Published online by Cambridge University Press: 03 May 2010
The World Trade Organization (WTO) Anti-Dumping (AD) Agreement and the Agreement on Subsidies and Countervailing Measures (SCM Agreement) require that AD duties and countervailing measures (CVMs) be terminated no later than five years from their imposition unless domestic authorities determine, with a specific review initiated before the mentioned deadline, that the expiry of the duty would likely lead to continuation or recurrence of dumping (or subsidization) and injury.
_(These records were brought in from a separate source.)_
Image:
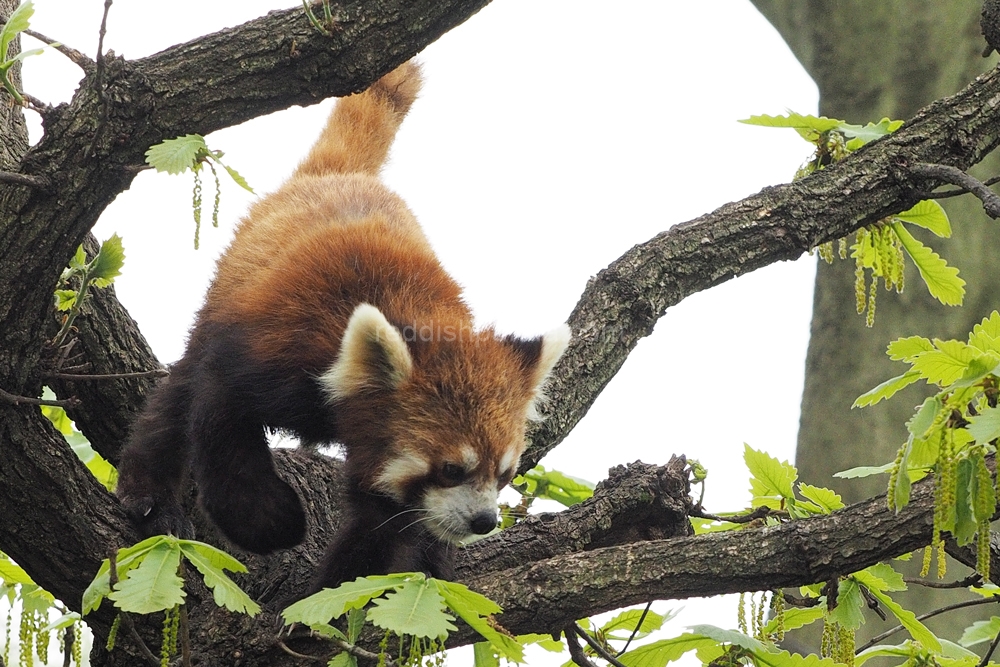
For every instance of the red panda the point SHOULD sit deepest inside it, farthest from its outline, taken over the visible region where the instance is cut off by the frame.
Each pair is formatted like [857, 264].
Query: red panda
[330, 317]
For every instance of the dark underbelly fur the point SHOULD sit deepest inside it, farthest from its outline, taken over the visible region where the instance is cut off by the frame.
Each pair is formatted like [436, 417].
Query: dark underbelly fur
[212, 414]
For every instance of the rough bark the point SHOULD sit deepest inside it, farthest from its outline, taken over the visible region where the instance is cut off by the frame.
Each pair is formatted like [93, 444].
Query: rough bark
[92, 148]
[901, 56]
If domestic trade authorities terminate the review with a negative determination of likelihood, either with respect to dumping (or subsidization) or injury, the duty expires (sunset).
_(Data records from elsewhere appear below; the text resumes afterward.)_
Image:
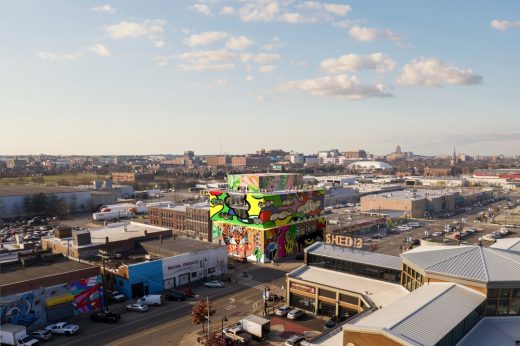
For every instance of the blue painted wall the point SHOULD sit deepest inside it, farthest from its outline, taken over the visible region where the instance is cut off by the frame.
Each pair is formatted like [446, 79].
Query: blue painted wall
[150, 273]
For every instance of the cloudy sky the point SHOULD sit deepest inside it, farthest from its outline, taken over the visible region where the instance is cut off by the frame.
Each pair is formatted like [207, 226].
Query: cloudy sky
[125, 77]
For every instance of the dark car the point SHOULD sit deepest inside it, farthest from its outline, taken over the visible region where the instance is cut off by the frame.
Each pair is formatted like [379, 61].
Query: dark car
[105, 316]
[175, 295]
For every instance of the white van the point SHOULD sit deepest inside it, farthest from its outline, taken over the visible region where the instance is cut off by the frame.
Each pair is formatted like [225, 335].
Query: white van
[151, 299]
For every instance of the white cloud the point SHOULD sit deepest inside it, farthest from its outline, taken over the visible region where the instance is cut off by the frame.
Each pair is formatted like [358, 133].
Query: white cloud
[504, 24]
[152, 29]
[59, 57]
[337, 9]
[206, 60]
[370, 34]
[239, 42]
[434, 73]
[352, 62]
[260, 58]
[201, 8]
[260, 11]
[205, 38]
[227, 11]
[266, 68]
[104, 8]
[340, 87]
[100, 50]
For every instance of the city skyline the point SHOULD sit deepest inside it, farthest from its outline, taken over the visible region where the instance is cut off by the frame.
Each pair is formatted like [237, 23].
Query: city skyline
[122, 78]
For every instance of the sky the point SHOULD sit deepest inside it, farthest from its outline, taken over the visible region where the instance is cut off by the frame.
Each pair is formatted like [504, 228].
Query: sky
[143, 77]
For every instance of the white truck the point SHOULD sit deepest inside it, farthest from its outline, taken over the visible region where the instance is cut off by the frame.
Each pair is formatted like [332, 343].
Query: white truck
[12, 334]
[257, 326]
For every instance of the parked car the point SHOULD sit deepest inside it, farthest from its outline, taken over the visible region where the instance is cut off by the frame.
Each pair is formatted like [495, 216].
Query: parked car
[63, 328]
[105, 316]
[282, 310]
[294, 340]
[175, 295]
[151, 299]
[41, 334]
[295, 314]
[214, 284]
[137, 307]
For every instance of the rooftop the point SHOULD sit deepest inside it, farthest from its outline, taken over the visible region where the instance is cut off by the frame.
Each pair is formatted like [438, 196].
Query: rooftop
[49, 265]
[420, 318]
[493, 331]
[114, 232]
[23, 190]
[355, 255]
[379, 292]
[473, 263]
[178, 246]
[413, 195]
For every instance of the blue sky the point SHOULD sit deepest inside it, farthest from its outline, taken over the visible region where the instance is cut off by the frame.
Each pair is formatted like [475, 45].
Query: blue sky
[135, 77]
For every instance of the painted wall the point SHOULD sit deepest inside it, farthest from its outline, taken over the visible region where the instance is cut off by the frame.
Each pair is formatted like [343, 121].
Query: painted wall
[263, 245]
[149, 273]
[266, 210]
[259, 183]
[29, 308]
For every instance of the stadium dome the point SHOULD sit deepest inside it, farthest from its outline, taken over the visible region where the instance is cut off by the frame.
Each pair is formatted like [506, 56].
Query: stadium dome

However, the WTO sunset reviews rules provided in Article 21.3 of the SCM Agreement and in Article 11.3 of the AD Agreement are vague and do not accurately regulate all of the complex aspects of the sunset reviews procedure. Indeed, in both agreements, the text of the articles regulating the sunset reviews was the result of complex negotiations, and the provision of an expiry deadline was an absolute novelty, as before the Uruguay Round there were no rules providing for the termination of AD and countervailing duties within a predetermined deadline. The relevant articles in the AD and SCM Agreements provide only a generic discipline, which is only partially complemented by the rules applicable to basic proceedings. Indeed, Article 11 of the AD Agreement and Article 21 of the SCM Agreement make a reference, respectively, to Article 6 of the AD Agreement and to Article 12 of the SCM Agreement regulating the procedural part of the sunset reviews.